Foreign ambassadors, once they finish their tours of duty, often go back home and write books or become private consultants. Others join the faculty of prestigious universities. If they’ve had an especially distinguished track record, they might be named foreign ministers by their country’s president, and – in a few cases – they end up as presidents themselves.
Jerome Mendouga’s career took a very different path – taking him all the way from the comfort of Washington’s Embassy Row to the squalor of Cameroon’s most notorious slammer.
After serving for 15 years as Cameroon’s ambassador to the United States, Mendouga returned to his African homeland in November 2008 – and five months later was arrested and jailed on suspicion of embezzling millions in state funds, largely in connection with an aircraft deal that’s become known in Cameroon as the “Albatross” affair.
Since April 15, 2009, the 72-year-old career diplomat has languished in a filthy cellblock as the government he once proudly represented tries to build a case against him.

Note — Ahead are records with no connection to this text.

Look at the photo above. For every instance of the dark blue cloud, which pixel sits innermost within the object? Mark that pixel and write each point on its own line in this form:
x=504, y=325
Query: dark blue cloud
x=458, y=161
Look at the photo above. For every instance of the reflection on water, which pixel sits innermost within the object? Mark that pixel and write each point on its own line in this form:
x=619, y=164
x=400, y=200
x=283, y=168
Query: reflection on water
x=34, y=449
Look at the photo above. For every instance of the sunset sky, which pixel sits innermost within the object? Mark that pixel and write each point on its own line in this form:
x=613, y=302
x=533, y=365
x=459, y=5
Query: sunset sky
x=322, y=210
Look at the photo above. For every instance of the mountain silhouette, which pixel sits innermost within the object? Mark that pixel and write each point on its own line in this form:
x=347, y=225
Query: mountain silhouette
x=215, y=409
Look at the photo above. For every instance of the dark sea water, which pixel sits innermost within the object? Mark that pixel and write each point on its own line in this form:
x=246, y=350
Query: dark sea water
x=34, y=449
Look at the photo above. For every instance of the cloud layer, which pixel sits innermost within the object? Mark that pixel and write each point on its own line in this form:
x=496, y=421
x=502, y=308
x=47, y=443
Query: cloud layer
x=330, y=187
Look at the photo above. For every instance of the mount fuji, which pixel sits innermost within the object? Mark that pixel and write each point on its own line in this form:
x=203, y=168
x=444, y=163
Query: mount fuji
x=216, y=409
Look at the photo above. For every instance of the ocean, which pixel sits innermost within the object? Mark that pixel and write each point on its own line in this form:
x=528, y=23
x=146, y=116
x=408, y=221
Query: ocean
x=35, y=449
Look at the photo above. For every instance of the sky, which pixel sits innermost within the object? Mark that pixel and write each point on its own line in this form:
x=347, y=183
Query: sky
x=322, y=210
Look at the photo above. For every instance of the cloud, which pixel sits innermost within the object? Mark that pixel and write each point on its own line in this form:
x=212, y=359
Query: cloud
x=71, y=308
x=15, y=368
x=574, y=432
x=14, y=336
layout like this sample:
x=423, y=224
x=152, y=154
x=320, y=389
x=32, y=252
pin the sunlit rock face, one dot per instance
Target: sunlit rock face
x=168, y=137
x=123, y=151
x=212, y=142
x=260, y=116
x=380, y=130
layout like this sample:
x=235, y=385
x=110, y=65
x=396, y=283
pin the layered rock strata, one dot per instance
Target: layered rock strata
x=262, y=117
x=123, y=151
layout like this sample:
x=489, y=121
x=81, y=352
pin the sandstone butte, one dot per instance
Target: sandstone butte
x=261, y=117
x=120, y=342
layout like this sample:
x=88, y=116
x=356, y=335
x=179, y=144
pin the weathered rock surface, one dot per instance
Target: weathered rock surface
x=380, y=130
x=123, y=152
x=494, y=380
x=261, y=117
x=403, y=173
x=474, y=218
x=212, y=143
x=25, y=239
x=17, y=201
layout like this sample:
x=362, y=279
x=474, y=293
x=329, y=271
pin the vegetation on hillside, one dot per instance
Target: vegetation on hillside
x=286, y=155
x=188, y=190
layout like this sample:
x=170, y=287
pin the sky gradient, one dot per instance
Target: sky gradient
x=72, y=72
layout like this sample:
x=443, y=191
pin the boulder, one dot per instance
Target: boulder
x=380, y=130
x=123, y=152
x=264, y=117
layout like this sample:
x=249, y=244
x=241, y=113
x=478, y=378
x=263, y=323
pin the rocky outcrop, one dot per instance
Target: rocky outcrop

Yet almost a year and a half later, no formal charges had been filed as of press time, and Mendouga’s numerous friends and supporters – including his cancer-stricken wife and two daughters in the United States – adamantly proclaim his innocence, insisting he’s a victim of circumstance.
In late May, The Washington Diplomat traveled to Cameroon to mark the country’s 50th anniversary of independence. During the trip, we attempted to visit Mendouga at Kondengui maximum-security prison, located on the outskirts of Yaoundé, the capital. This reporter got as far as Kondengui’s heavily guarded entrance before being told that Mendouga was a “special prisoner” and that special permission was needed to see him.
Such permission never came, despite The Diplomat spending an entire morning being shunted from one low-level government bureaucracy to another. But we did finally manage to reach Mendouga through his Yaoundé lawyer, Simon Essama.
“It’s not my official residence on Normanstone Drive, I can tell you that,” Mendouga remarked when asked about his current digs. “I’m in a room built for 12 people, with three bunk beds, one on top of the other. For the time being, there are six or seven of us here. We have three boxes for showering and three toilets – one normal Western-style and two Turkish squat toilets.”